Periodic Reporting for period 4 - SCORA (A systematic characterization of human regulatory architectures and their determinants of regulatory activity)
Reporting period: 2019-11-01 to 2021-01-31
The major challenges in the field and our main objectives are: 1) how to identify regulatory elements in the genome; 2) how to accurately determine the activity of a regulatory element; 3) to gain a better understanding of the functions of individual regulatory elements; and 4) to better understand function, interplay and regulatory output of multiple regulatory elements connected in larger regulatory architectures.
A better understanding of spatio-temporally restricted activities by enhancers and the interplay of regulatory elements in regulatory architectures will most likely lead to a better understanding of why and when dysregulation of transcription leads to disease.

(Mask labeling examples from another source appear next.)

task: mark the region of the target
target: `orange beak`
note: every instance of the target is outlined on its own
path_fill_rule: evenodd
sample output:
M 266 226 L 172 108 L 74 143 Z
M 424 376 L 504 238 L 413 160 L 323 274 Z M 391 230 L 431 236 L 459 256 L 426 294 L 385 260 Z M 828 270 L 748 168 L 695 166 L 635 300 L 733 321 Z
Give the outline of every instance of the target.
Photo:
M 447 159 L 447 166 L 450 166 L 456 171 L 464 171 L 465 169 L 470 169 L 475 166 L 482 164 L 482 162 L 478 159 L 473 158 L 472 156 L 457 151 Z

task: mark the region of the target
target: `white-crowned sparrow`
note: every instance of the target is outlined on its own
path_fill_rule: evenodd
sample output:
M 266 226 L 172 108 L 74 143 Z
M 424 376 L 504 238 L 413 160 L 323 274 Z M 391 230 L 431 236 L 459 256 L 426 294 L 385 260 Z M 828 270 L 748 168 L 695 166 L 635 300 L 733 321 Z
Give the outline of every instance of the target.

Transcriptional regulation is tightly coupled with chromosomal positioning and three-dimensional chromatin architecture. However, it has been unclear what proportion of transcriptional activity is reflecting such organisation, how much can be informed by RNA expression alone, and how this organisation impacts disease. To this end, we have developed a transcriptional decomposition approach to separate the proportion of expression associated with genome organisation from independent effects not directly related to genomic positioning. We have shown that positionally attributable expression accounts for a considerable proportion of total levels and is highly informative of topological associating domain activities and organisation, revealing boundaries and chromatin compartments. Furthermore, using expression data alone we can accurately predict individual enhancer-promoter interactions, drawing features from expression strength, stabilities, insulation and distance. We have further characterised commonalities and differences across predictions in 76 human cell types, which allowed us to observe extensive sharing of domains, yet highly cell-type specific enhancer-promoter interactions and strong enrichments in relevant trait-associated variants. We have further applied this approach to investigate individual variation in regulatory activities and their associated chromatin architectures across a panel of genotyped human individuals. Our work demonstrates a close relationship between transcription and chromatin architecture, presenting a novel strategy and an unprecedented resource for investigating regulatory organisations and interpretations of disease associated genetic variants across cell types.
We have further investigated the role of regulatory elements in DNA replication and cell fates and answered an outstanding question in the field: how maintenance of chromatin epigenetic marks (histone modifications) are maintained during replication. Our work reveals regulatory elements as sites prone to sister chromatid histone modification asymmetry.
Our transcriptional decomposition approach is a completely novel strategy beyond state of the art, which has allowed us to generate an unprecedented resource for investigating regulatory organisations and interpretations of disease associated genetic variants across cell types. We expect that this approach will allow us to further investigate the architectures transcriptional regulatory elements and their regulatory landscapes, and to interpret chromatin architectures associated with disease. We have utilised this strategy to investigate healthy human individual variation to better assess the impact of genetic variants on individual regulatory elements and their function in larger chromatin architectures and make predictions on when and why genetic variants lead to disease.